The key idea is to split the starts and stops into separate rows with an "increment" of +1 or -1. This is then augmented with the hourly breaks that you want.

The code then does the following:

• Calculate the cumulative sum of the increment to get the number of concurrent ids at each timestamp.
• Calculates the "period" for each timestamp by taking a cumulative sum of the generated rows.

Then the two calculations you want are:

1. The max is simply the max of the concurrent in a group by.
2. The total is the concurrent at the beginning of the time period (not including any that start at the beginning of the time period) plus any starts during the time period.

Answer 3

Let's start with a resultset containing all the distinct timestamps in your ev (event) table. (UNION strips duplicates.)

 SELECT start t FROM ev
  UNION 
 SELECT end t FROM ev

Next let's figure out how many sessions are active at each of these points in time. We can do that by using a JOIN to check whether each session is active at the point in time. fiddle.

SELECT COUNT(*) concurrent, t.t
FROM ev 
JOIN (
    SELECT start t FROM ev
    UNION 
    SELECT end t FROM ev
) t ON ev.start <= t.t AND ev.end > t.t
GROUP BY t.t

If you have many many sessions, this query can do a lot of heavy lifting. You'd be smart, in production, to restrict it by date range, and to put a compound index on (start, end).

Finally, group that result set by hour and take the maximum concurrency. fiddle

SELECT DATE_FORMAT(t, '%Y-%m-%d %H:00') hour_beginning,
       MAX(concurrent) concurrent
  FROM (
         SELECT COUNT(*) concurrent, t.t
           FROM ev 
           JOIN (
                  SELECT start t FROM ev
                  UNION 
                  SELECT end t FROM ev
       ) t ON ev.start <= t.t AND ev.end > t.t
   GROUP BY t.t
   ) q
GROUP BY DATE_FORMAT(t, '%Y-%m-%d %H:00')

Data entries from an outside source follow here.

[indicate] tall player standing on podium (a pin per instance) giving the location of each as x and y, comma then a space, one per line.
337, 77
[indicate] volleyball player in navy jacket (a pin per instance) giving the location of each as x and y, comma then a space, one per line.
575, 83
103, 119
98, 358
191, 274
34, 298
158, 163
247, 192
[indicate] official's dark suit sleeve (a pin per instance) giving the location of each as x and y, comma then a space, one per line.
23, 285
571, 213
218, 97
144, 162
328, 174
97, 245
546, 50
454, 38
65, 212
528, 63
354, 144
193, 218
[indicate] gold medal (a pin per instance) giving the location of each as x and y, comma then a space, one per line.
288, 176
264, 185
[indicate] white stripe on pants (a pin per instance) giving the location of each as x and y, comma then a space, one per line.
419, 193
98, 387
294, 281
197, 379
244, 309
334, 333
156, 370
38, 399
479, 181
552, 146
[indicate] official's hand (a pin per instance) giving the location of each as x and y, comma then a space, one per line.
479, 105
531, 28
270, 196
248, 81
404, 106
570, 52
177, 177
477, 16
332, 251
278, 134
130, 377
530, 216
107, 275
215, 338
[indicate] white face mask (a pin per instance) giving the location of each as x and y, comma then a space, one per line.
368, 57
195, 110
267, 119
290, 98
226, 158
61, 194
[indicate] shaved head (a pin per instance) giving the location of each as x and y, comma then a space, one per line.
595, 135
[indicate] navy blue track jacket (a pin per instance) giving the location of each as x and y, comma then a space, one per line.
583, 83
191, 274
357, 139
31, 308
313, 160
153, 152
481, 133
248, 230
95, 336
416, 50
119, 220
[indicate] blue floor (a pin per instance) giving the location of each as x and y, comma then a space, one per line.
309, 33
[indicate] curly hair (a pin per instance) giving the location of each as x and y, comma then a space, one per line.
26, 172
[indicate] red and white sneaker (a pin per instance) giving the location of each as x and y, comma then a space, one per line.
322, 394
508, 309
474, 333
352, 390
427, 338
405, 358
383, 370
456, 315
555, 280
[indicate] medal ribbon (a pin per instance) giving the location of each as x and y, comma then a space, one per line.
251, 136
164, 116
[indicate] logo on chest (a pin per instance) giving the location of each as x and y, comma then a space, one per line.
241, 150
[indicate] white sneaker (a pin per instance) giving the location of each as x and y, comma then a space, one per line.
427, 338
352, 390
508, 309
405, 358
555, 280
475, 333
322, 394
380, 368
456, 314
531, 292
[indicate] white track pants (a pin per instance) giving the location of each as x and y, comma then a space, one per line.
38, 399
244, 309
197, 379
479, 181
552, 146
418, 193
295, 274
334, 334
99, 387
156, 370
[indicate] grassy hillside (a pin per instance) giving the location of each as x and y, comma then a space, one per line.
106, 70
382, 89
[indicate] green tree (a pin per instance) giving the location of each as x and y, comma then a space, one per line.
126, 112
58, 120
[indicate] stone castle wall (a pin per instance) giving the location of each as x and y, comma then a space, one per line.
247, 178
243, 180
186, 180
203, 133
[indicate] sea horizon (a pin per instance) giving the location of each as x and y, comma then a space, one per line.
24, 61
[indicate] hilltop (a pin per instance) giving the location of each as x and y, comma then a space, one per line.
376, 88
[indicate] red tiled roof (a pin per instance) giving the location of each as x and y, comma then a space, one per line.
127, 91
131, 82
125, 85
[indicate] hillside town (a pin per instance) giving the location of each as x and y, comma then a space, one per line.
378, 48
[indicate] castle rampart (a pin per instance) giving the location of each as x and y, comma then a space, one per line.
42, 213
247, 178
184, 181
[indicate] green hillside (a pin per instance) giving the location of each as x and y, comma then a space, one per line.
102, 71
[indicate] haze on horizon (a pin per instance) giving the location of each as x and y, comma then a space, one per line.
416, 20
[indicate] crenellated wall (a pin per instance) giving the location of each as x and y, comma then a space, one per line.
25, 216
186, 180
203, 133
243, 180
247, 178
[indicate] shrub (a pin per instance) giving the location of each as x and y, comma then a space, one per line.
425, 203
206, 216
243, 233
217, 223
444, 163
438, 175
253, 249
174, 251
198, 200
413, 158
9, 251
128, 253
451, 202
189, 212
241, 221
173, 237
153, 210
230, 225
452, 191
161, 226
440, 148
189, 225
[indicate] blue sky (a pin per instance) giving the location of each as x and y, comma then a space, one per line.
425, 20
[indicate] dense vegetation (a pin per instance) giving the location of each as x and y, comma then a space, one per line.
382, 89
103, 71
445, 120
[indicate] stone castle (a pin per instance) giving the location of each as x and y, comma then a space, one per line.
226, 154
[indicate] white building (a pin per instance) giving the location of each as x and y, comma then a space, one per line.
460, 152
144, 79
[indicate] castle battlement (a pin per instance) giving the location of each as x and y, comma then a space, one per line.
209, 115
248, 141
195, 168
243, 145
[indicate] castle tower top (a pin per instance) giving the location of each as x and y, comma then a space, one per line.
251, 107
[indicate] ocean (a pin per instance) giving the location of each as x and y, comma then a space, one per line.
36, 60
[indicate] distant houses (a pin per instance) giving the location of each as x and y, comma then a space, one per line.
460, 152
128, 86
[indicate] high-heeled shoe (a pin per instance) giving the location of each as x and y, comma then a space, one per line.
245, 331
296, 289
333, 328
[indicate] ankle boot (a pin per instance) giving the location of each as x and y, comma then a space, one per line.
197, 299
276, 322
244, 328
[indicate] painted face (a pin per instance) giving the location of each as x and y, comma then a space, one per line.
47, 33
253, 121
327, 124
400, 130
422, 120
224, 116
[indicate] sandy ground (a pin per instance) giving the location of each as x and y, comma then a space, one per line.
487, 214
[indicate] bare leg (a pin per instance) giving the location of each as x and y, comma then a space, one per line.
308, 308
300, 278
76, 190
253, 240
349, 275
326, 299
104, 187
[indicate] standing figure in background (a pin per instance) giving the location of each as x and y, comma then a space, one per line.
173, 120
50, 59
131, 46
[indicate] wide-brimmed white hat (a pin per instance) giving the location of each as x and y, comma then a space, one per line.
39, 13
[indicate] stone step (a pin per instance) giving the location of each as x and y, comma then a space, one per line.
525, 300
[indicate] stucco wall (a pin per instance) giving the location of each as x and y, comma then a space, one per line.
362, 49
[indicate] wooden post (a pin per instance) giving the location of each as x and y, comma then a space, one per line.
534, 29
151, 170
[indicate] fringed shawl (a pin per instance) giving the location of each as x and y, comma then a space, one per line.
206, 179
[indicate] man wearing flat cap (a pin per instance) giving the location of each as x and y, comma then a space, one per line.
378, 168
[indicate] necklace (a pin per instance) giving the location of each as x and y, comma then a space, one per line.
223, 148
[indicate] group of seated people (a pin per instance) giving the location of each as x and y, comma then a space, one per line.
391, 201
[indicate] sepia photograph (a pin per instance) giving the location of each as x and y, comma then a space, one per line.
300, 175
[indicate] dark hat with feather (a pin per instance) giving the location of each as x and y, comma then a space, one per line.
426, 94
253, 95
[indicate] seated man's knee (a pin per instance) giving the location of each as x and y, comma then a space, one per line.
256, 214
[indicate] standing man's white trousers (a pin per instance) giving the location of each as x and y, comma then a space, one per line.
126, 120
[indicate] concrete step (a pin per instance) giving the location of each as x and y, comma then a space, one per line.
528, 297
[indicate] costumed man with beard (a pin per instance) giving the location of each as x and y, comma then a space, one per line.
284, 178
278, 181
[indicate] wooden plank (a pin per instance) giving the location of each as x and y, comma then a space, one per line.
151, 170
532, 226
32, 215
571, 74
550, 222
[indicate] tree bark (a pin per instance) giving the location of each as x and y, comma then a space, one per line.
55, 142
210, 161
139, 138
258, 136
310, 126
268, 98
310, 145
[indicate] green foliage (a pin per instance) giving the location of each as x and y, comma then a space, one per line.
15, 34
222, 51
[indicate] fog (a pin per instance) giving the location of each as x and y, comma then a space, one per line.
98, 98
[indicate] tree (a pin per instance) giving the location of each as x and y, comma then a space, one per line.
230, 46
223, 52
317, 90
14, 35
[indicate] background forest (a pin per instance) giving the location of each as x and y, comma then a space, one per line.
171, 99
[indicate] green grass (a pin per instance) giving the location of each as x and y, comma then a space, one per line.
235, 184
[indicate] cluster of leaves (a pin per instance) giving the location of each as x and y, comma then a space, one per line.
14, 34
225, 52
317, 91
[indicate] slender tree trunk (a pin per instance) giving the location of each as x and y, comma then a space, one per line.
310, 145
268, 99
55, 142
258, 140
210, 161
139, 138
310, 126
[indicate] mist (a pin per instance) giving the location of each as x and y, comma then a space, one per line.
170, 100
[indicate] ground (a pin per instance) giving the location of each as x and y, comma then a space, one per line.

Notice a couple of things.

1. The expression DATE_FORMAT(t, '%Y-%m-%d %H:00') gets you a timestamp that's the beginning of the hour of t.
2. To work perfectly, this assumes the end columns in your table record the first moment the session became inactive, not the last moment the session was active. (There are two kinds of hard problems in computer science: naming things, caching things, and off-by-one errors. :-)

This is tested on MySQL. BigQuery may vary in its syntax.